I do have one complaint about the book, and this is pretty spoilery so skip ahead to the next paragraph if you haven’t read it yet. There is a hint of a completely unnecessary romance subplot throughout the book, and so when the one main female character was taken out of the equation I was disappointed that the one main female character was gone but happy that at least there wouldn’t be that lame romance subplot. But then later a thing happened and I ended up feeling exactly the opposite way, so… yeah. I am keeping my fingers crossed for no lameness in the second book, but it’s a YA novel and I hear that romance stuff sells books.

Other than that frustration, which is not an unusual one for me when it comes to YA books, I really super enjoyed reading this book.
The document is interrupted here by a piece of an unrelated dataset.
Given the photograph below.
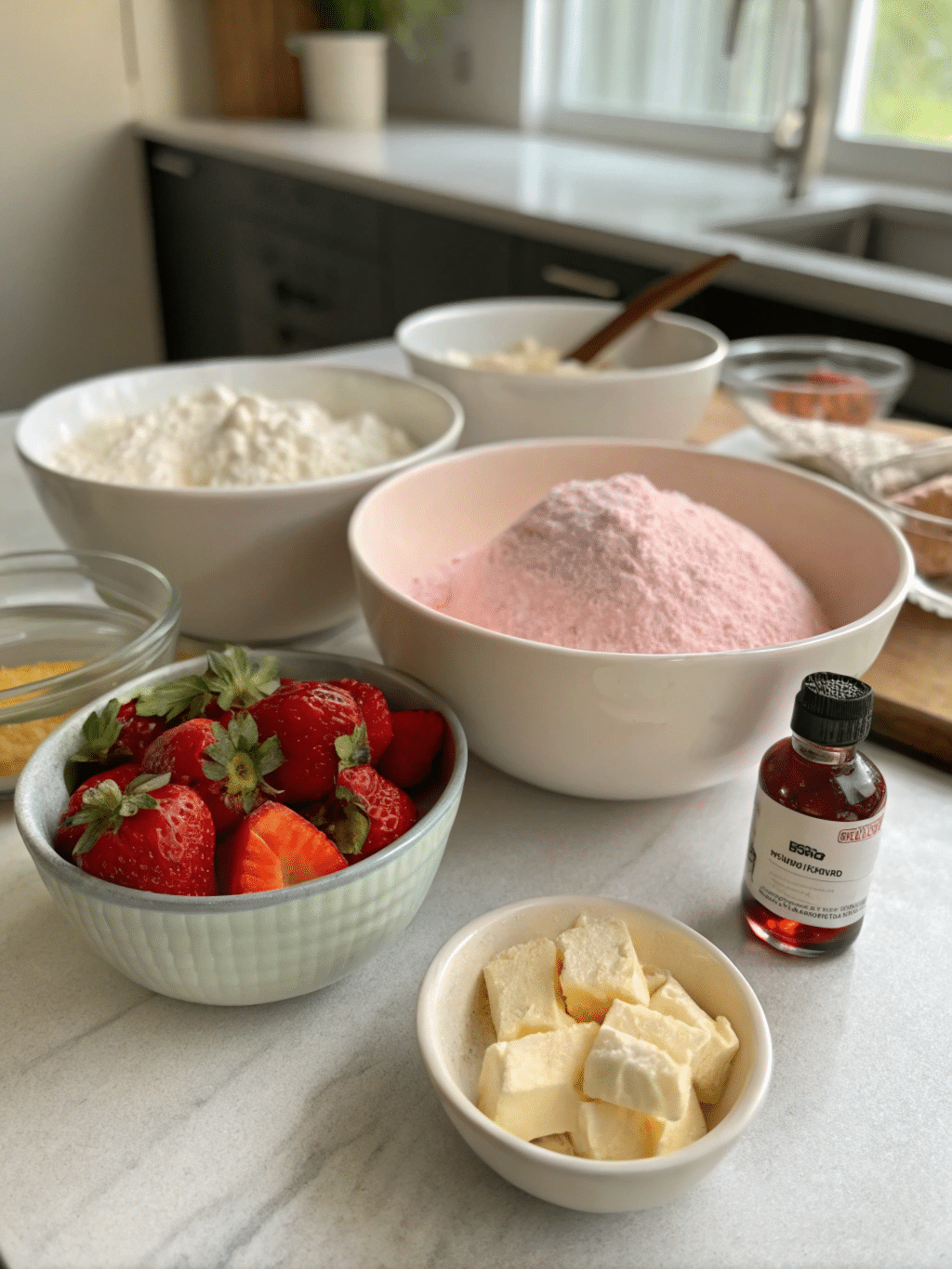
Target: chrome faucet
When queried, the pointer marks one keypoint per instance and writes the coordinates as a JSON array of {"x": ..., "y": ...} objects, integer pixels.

It’s fast and fun and has a great premise and I highly recommend it to anyone who needs some brain candy this winter.

Rating: 9/10

The Unwritten Vol. 5, by Mike Carey and Peter Gross

The Unwritten Vol. 5Every time I get a new trade of The Unwritten, I try to leave it sitting on my table for a couple days so that I can at least seem like a patient person. But a certain husband of mine saw it waiting for me, snatched it up, and read it first like a MEANIE. So I had to read it right afterward so he couldn’t spoil it. That’s my excuse and I’m sticking with it.

It’s wonderful, as though you’d expect me to say anything else at this point. It starts with a heist, which is one of my many story-related weaknesses, and then it reminds us about Tom’s effed-up childhood, and then it lays out some very intriguing backstory for Tom’s dad, and the cabal people are killin’ lots of other people and there is a child made out of comic-book superhero (yes, you read that right) and it is cah-razy up in here.

I was a little disappointed that there wasn’t a bumper issue or whatever you might call it at the end of this volume, something like the Mr. Bun tales or the creepy Choose Your Own Adventure that would give me a diversion from the fact that I have to wait months for the next set to arrive in my library! But, on the other hand, extra story and extra questions just waiting to be answered those many months from now. 🙂

Recommendation: Seriously, why haven’t you already started reading this series?